Planification hexagonale

WRIGHT décrit souvent l’hexagone comme étant plus naturel dans le mouvement humain que le carré. Lorsque celui-ci est employé dans la réalisation d’un bâtiment, il produit une grille en nid d’abeille construite par des triangles 60 ° - 60 °. Cela peut être visualisé comme des grappes hexagonales, des modules en diamant, ou comme une « Triagrid » (néologisme de WRIGHT). Les murs résultant d’angles de 60° ou bien 120° produisent une sensation bien différente d’une grille rectiligne, aboutissant donc à « la rupture de la boite », concept développé par WRIGHT pour ces maisons. Le degré de différence entre ces deux typologies est assez marqué. En effet, il pourrait être analogue aux huttes africaines basées sur un plan circulaire et une orientation majeure vers l’Ouest. La compréhension de ce concept est particulièrement difficile pour de nombreux architectes européens dont la formation a souligné que les plans pourraient être appréciés indépendamment du bâtiment, comme une expérience. Pour un architecte avec un tel contexte, le plan de la maison Hanna suggère un certain degré énigmatique et des espaces insatisfaisants, car en effet, un tel type de plan pour ce genre de travail tridimensionnel est assez peu commun. Néanmoins, l’expérience de cet édifice est dotée d’une certaine fatalité et plus particulièrement facilité, comme si dès l’entrée sur le parvis, le bâtiment nous invitait d’une étreinte chaleureuse à entrer.

La Maison Hanna

La maison Hanna fut construite à Palo ALTO, en Californie, pour la famille d’un enseignant dans une école de petite enfance, maintenant professeur à l’Université de Stanford. Il s’agit de l’une des plus grandes maisons réalisées par WRIGHT et a été continuellement habitée par ses propriétaires. La maison Hanna est, pour moi, plus importante que le pavillon de week-end des Kaufmann, «la Falling Water», car dans ce projet il est plus à l’écoute de la famille grandissante et plus modeste (dans le sens où le projet n’est pas un manifeste mais un projet plus adapté à cette situation). Cela a d’ailleurs été bien documenté dans l’édition de Janvier 1963 de House Beautiful, qui est consacrée à cet édifice.

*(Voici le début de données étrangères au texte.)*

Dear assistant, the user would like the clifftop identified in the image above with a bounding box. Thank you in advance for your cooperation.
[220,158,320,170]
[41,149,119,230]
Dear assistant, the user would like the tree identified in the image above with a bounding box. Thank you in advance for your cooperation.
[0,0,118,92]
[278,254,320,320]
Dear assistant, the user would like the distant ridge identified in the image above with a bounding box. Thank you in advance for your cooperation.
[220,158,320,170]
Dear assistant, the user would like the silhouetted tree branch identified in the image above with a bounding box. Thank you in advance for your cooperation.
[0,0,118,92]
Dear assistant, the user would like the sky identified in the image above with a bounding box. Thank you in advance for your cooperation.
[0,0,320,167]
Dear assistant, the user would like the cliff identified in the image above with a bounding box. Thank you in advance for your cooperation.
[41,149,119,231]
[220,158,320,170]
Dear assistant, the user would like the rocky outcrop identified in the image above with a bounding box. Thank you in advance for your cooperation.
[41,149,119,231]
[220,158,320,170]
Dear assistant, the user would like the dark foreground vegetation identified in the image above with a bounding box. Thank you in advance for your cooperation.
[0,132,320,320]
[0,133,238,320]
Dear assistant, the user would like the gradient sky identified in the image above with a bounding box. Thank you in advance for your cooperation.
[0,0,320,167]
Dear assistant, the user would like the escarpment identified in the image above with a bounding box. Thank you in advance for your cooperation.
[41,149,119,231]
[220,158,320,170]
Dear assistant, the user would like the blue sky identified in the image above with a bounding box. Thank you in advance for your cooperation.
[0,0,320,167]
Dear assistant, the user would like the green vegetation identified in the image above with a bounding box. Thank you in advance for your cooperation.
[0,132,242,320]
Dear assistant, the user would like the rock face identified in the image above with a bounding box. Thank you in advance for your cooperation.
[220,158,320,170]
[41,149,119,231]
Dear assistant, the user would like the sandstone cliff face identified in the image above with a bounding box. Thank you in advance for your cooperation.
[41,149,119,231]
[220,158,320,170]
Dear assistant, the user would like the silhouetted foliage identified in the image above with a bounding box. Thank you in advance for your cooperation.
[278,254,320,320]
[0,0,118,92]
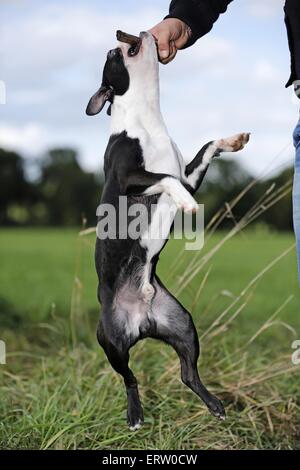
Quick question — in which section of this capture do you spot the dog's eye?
[128,45,137,56]
[128,42,141,57]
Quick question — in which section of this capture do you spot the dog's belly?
[140,193,177,263]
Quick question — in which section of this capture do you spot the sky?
[0,0,299,177]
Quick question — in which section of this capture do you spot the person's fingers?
[175,28,190,49]
[157,29,170,60]
[160,48,177,65]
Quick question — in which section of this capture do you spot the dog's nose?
[107,47,121,59]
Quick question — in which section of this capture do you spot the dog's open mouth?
[117,30,142,57]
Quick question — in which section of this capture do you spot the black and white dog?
[86,32,249,430]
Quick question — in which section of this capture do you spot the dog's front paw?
[217,132,250,152]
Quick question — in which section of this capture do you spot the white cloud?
[246,0,285,18]
[253,60,284,84]
[0,0,298,178]
[0,122,47,155]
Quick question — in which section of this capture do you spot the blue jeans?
[293,120,300,283]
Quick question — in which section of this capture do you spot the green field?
[0,229,300,449]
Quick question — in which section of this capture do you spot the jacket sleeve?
[166,0,233,47]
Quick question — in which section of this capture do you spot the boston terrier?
[86,32,249,430]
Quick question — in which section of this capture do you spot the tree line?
[0,148,293,230]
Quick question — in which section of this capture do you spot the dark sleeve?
[166,0,233,47]
[284,0,300,87]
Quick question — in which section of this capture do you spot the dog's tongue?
[117,29,141,46]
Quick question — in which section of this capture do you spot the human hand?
[149,18,192,64]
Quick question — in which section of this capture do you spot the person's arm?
[150,0,233,63]
[166,0,233,47]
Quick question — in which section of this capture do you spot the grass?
[0,229,300,449]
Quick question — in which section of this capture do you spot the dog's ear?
[86,85,114,116]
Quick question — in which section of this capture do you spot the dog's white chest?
[141,136,181,178]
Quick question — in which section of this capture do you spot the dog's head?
[86,32,158,116]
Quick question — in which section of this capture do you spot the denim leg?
[293,121,300,283]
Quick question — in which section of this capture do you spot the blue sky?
[0,0,299,176]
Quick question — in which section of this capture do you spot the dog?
[86,32,249,430]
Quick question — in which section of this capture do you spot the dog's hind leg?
[97,324,144,431]
[185,133,250,194]
[152,278,225,419]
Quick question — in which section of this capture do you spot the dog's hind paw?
[129,420,143,431]
[206,396,226,421]
[217,132,250,152]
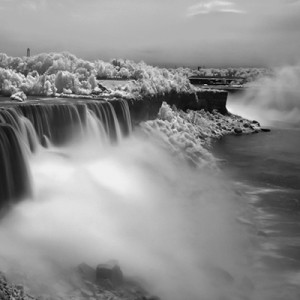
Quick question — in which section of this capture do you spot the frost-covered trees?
[0,52,193,96]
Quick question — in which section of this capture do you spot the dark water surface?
[214,128,300,299]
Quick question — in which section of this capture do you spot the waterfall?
[0,125,31,209]
[0,99,132,209]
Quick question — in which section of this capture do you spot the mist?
[0,135,253,300]
[228,64,300,127]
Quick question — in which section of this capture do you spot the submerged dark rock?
[233,127,243,134]
[96,262,123,286]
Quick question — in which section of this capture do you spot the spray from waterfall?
[228,64,300,126]
[0,99,258,300]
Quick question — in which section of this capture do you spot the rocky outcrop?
[127,90,228,125]
[0,262,159,300]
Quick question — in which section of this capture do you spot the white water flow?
[0,110,262,300]
[228,64,300,126]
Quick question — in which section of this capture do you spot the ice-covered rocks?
[10,91,27,102]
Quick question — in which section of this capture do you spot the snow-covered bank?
[0,53,194,97]
[142,103,261,167]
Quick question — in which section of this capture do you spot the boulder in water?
[10,91,27,102]
[96,262,123,285]
[78,263,96,282]
[234,127,243,134]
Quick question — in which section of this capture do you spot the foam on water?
[0,130,260,299]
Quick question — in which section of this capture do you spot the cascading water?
[0,96,290,300]
[0,100,131,208]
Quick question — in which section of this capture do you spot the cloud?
[187,0,246,17]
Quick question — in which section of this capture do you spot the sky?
[0,0,300,67]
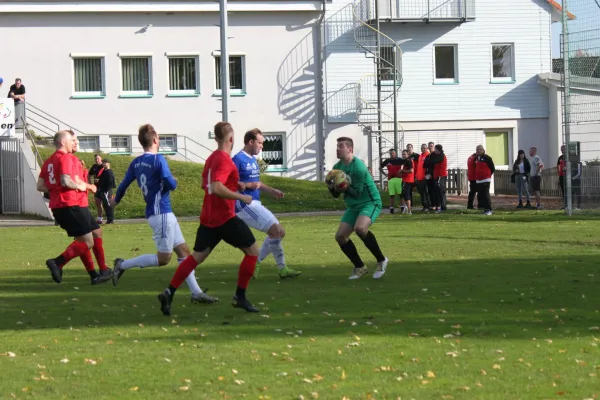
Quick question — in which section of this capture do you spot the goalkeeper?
[326,137,388,279]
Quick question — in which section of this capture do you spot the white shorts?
[235,200,279,233]
[148,213,185,253]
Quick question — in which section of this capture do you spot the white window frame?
[70,53,106,97]
[117,53,154,97]
[109,135,131,154]
[158,133,177,153]
[165,52,200,96]
[433,43,459,85]
[212,51,247,96]
[77,135,100,153]
[258,131,288,172]
[490,42,516,83]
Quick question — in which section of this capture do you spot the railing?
[362,0,475,22]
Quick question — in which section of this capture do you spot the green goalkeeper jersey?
[333,157,382,208]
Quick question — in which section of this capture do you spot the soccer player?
[37,131,112,285]
[158,122,259,315]
[233,129,302,279]
[328,137,388,279]
[105,124,218,304]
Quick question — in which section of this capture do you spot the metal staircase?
[352,0,404,185]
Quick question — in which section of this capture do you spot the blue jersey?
[233,150,260,200]
[115,153,177,218]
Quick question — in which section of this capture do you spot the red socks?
[92,238,108,271]
[171,256,199,289]
[238,255,258,289]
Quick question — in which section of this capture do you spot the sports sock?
[169,256,198,293]
[359,231,385,262]
[340,239,365,268]
[177,258,202,294]
[269,239,285,269]
[121,254,158,269]
[54,241,90,266]
[93,238,108,271]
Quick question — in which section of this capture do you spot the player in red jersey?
[37,131,112,285]
[158,122,258,315]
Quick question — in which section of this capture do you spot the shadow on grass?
[0,255,600,341]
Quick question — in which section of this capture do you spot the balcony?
[360,0,475,23]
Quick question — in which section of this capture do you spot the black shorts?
[194,217,256,253]
[531,176,542,192]
[52,206,100,237]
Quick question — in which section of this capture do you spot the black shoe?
[46,258,62,283]
[157,290,173,316]
[231,296,258,312]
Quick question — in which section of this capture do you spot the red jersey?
[200,150,240,228]
[40,150,67,208]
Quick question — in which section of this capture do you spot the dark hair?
[138,124,156,150]
[337,136,354,150]
[214,121,233,141]
[244,128,262,144]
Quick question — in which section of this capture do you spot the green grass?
[0,211,600,400]
[40,148,387,219]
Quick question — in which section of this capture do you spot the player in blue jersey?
[233,129,302,278]
[111,124,218,303]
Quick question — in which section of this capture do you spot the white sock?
[121,254,158,269]
[177,258,202,294]
[269,239,285,269]
[258,236,272,262]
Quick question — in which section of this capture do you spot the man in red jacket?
[475,145,496,215]
[467,153,477,210]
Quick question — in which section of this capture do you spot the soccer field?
[0,213,600,400]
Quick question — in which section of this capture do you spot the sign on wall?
[0,99,15,137]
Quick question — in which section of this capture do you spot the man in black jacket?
[97,158,117,224]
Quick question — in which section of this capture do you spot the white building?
[0,0,592,209]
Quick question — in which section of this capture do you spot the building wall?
[0,11,320,179]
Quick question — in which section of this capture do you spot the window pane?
[121,57,150,92]
[262,135,284,167]
[169,57,197,90]
[215,56,244,90]
[435,46,456,79]
[73,58,102,92]
[492,44,513,78]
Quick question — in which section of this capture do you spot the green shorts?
[342,203,381,226]
[388,178,402,196]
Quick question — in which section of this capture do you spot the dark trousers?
[100,190,115,222]
[467,181,477,208]
[417,180,431,208]
[477,182,492,211]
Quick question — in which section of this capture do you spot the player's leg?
[158,225,221,315]
[354,204,388,279]
[335,208,368,279]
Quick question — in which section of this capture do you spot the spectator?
[96,159,117,224]
[529,146,544,210]
[467,152,479,210]
[556,145,567,210]
[475,145,496,215]
[511,150,531,208]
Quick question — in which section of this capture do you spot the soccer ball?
[325,169,350,191]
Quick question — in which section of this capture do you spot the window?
[119,54,152,97]
[492,44,515,82]
[261,132,287,171]
[158,135,177,153]
[71,54,105,97]
[110,136,131,153]
[167,54,200,95]
[215,55,246,93]
[77,135,100,153]
[433,45,458,83]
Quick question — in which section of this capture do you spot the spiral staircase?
[352,0,404,184]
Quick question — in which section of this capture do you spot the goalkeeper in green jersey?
[327,137,388,279]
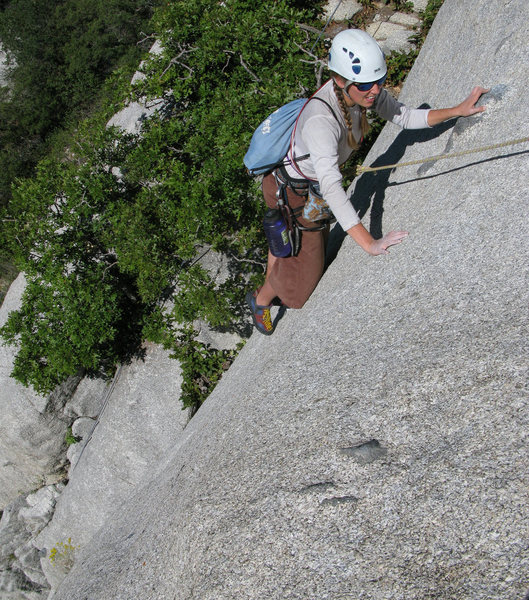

Dans sa maison en Californie, depuis les années 1920, WRIGHT a méticuleusement appliqué tous les principes « Usoniens » à travers la combinaison du terrain en pente et du plan hexagonal. Dans ce projet, il emploie donc un principe d’enveloppe périphérique spécial afin de créer un interstice et un jardin sur le côté privé, une cour d’entrée accueillant au Nord, et une vue sur la pente donna à l’ouest. Comme le sol est oblique, la base de briques devient plus massive et permet de créer des jardinières et des murs de soutènement en contrebas du bâtiment.

«La maison est essentiellement un toit qui passe légèrement au-dessus d’un double niveau, une terrasse pavée sur le côté de la colline. » selon l’article de Curtis BESINGER en Janvier 1963. House Beautiful est la sans doute lecture nécessaire à la compréhension de ce bâtiment, qui est soit en dit en passant, la plus grande maison de type usonien. Sa description en perspective pourrait presque se substituer à une visite réelle.

Le module vertical dans le logement, de 2 pieds, est le double de la longueur du côté de l’hexagone qui est de 1 pied. Ceci, avec le plan très strié d’étage, ainsi que la grille hexagonale omniprésente, permet d’unifier et d’interconnecter les parties du projet qui gravitent autour des arbres et du site, comme si ces dernières étaient déposées de manière naïve sur la pente. Lorsque la grille rectangulaire et ses petites dimensions de la maison Jabobs avaient permis à WRIGHT d’établir une certaine ambiguïté, ici l’angle de 60 ° -120 ° lui donne une plus grande opportunité de jouer avec le paysage. WRIGHT dessine alors des espaces de vie gravitant autour d’une cheminée en arc de cercle, se chevauchant constamment avec des espaces qui sont en partie devinés (depuis l’âtre), ainsi que des éléments comme un canapé-bibliothèque, ou à une autre échelle, un véritable jeu de plis avec les murs et opacités. Une fois ces espaces approchés, ce qui a été précédemment révélé devient dissimulé, participant alors à l’expérience spatiale entreprise dès l’entrés du bâtiment. Ces espaces organisés en séquences et en strates, sont générés par des changements de niveau de sol ainsi que des baies de forme ondulée, participant aux qualités spatiales et à l’élaboration de nombreux détails.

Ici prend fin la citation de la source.